How Not to Leave Blog Feedback at 7:00am on a Sunday Morning

There’s nothing quite like waking up early on a Sunday morning to a voicemail ping that a new message is waiting to be heard.  Imagine my non-delight as, at 7:00am, I listened to some woman start a five-minute rant against and article I wrote eight years ago — and she started it all off with this sentence:

“You’re a piece of sh@t.”

I’m not spelling out the her word of the day, but you get the idea of where the rest of her message was heading.

Based on the Googly mess that is a Google Voice email transcription of that voicemail, and the manner in which it started, I deleted the voicemail after that first sentence without listening to an insane person trying to wield imaginary power against ruining my day.

I found it highly amusing that the Google Voice email transcription ended the call with the woman admonishing me to be kinder and gentler and to become a “compassionate person!”  Harr!  There’s nothing quite like the cold fish of irony slapping a hapless caller right in the face as payback for drunk dialing!

Yes, I knew there was always a risk in publishing my phone numbers on the internets — even with Verizon Wireless call blocking on all my lines, and even with Google Voice’s excellent call blocking, and even with the new ability to block people directly from my iPhone via iOS 7 — the unsavory can sometimes break through because most of those protections only work after you get the first unwanted call.

You can’t — perfectly, yet! — precog screen first time callers.

I still feel the benefit of having the phone numbers published on the web outweighs the risk because I still need to publicly re-associate those numbers with me and not with the previous owners.  That decision burns backward when I get Sunday morning voicemail from the unsettled.

Here’s a hint for future hate callers of all ilks and purposes in the world — don’t bother.

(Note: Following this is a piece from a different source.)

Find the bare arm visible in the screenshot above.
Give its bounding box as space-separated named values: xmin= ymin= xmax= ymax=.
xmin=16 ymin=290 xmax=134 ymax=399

Just like all my hate mail gets measured and filtered so I don’t have to see it, so too, does my voicemail and that’s true of anyone in the same sort of public station; anyone else you’d dare to call will have the same protections in place.  Sure, a nasty word or two may get by the first time, but never a second or a third.

We Who Have to Deal With You — understand the price we have to pay for putting ourselves online, in real-time, in public, using our real names — while sorts like you get to snipe at us anonymously and from a distance with zero repercussion.  At least we have your phone number on file.

If you really want to protest and make a human difference — do something other than complain and blame and curse out people you do not know. Start your own blog to purge your boils. Join in the comments stream of the article you do not like so everyone can share in your vile nature.

Or, just do the right thing, and repress and internalize your need for expression so everyone else can remain calm and happy and un-bothered by your desperate need for attention.

This sort of “Me First” behavior is now the rue of our everyday — where any little thought or protest gets moved to the individual forefront for instant expression without editing or clarification or an ounce of composure.  If those people can vomit on everyone, and not just themselves, then the point of their day has been taken — or so they think.